The CBBN, first started in 1965, was originally the Columbia Basin Big Eight, consisting of Walla Walla, Richland, Pasco, Kennewick, Eisenhower, Davis, Moses Lake and Wenatchee.
Since 1995 the league has added six schools as schools reclassified or were created, including Chiawana most recently in 2009.
After switching to the current format, Wa-Hi's football team has struggled, going from consistently finishing in the middle of the pack, to finishing last in its division in the past two seasons, including an 0-9 record in 2011.
Although some have advocated moving away from the current home-and-away travel arrangements for boys and girls sports and for the varsity/junior varsity football squads and moving to a doubleheader system, wherein boys and girls would travel together, Wilkins said he did not see that as a viable option.
"Doubleheaders most likely are not on the table," Wilkins said. "It does put a strain on facilities; we don't have the locker rooms to handle doubleheaders.
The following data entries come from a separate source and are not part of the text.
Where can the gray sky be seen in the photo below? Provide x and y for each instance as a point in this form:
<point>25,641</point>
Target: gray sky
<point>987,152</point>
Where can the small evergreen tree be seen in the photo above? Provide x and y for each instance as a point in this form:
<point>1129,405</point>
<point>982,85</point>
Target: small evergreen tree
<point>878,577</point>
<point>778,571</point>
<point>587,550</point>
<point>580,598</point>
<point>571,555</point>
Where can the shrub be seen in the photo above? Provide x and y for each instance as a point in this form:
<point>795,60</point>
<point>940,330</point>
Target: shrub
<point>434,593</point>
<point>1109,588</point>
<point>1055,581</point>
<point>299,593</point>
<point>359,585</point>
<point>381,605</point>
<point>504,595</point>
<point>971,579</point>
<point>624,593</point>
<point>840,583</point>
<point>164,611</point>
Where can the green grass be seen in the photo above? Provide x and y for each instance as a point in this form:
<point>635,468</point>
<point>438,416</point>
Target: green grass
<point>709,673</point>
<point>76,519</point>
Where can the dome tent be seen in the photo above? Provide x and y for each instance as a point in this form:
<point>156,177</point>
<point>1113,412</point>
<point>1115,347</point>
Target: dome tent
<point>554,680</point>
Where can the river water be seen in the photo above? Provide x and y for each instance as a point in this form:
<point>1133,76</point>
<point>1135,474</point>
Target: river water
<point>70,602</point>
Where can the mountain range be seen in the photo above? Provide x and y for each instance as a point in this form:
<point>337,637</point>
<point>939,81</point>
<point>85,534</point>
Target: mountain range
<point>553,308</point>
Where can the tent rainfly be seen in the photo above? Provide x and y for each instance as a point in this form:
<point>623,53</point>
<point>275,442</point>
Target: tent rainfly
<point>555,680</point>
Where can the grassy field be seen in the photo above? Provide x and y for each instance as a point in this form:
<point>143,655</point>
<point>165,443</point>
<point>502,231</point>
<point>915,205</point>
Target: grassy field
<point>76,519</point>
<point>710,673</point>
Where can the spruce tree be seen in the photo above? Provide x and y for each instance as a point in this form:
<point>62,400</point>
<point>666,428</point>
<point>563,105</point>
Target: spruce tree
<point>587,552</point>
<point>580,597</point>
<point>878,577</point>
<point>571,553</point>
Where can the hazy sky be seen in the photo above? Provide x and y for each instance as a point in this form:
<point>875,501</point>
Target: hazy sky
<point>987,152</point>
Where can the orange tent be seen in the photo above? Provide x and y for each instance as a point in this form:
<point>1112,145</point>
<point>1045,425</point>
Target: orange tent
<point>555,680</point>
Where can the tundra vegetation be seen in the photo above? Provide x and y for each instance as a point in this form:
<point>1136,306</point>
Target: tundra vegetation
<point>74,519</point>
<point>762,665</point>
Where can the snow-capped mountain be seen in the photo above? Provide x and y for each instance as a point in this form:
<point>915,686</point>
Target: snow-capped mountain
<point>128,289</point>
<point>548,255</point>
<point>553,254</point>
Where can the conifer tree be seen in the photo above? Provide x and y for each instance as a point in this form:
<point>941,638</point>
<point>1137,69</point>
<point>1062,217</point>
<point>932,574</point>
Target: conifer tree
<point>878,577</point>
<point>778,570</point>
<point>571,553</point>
We would have to have four to five teams in one locker room, but obviously some facilities are better equipped than others.
"Nobody can convince me that you save anything travel-wise, and probably from the standpoint of gate receipts you'd lose money," he said.
Wilkins also said that a move to north-south divisions would not significantly help Walla Walla's travel expenses. During football season, Wilkins estimated new arrangements could save Walla Walla as much as $1,200.
"It's not like some of the numbers they've been throwing out," he said. "The thing with Walla Walla is, it really doesn't matter - we're kind of out on one end, and the same with Wenatchee, Moses Lake and those other schools. We're still going to have to travel. It's not like travel's going to go away."
What's at stake if the CBBN does split into two conferences?
Although there is the added difficulty in finding schools to schedule out-of-conference matches with, the primary loss would be postseason chances. In the current arrangement, the CBBN gets two guaranteed postseason slots. The CBBN then plays a series of play-ins with the Greater Spokane League for a third playoff berth, combining for three total opportunities.
This means that if three teams from the CBBN are exceptional, there is a possibility the conference could send all three teams, provided they beat their GSL counterparts. Should the league split, that arrangement will likely not be retained, meaning that if Richland, Davis and Wa-Hi all had state-caliber teams or competitors, only one school would get a postseason bid.
"I can't guarantee what would happen," Wilkins said, "but there's probably a good chance that our opportunities to go to state go from three to one."
Wilkins played for Wa-Hi when it belonged to the Columbia Basin Big Six in the early 1960s.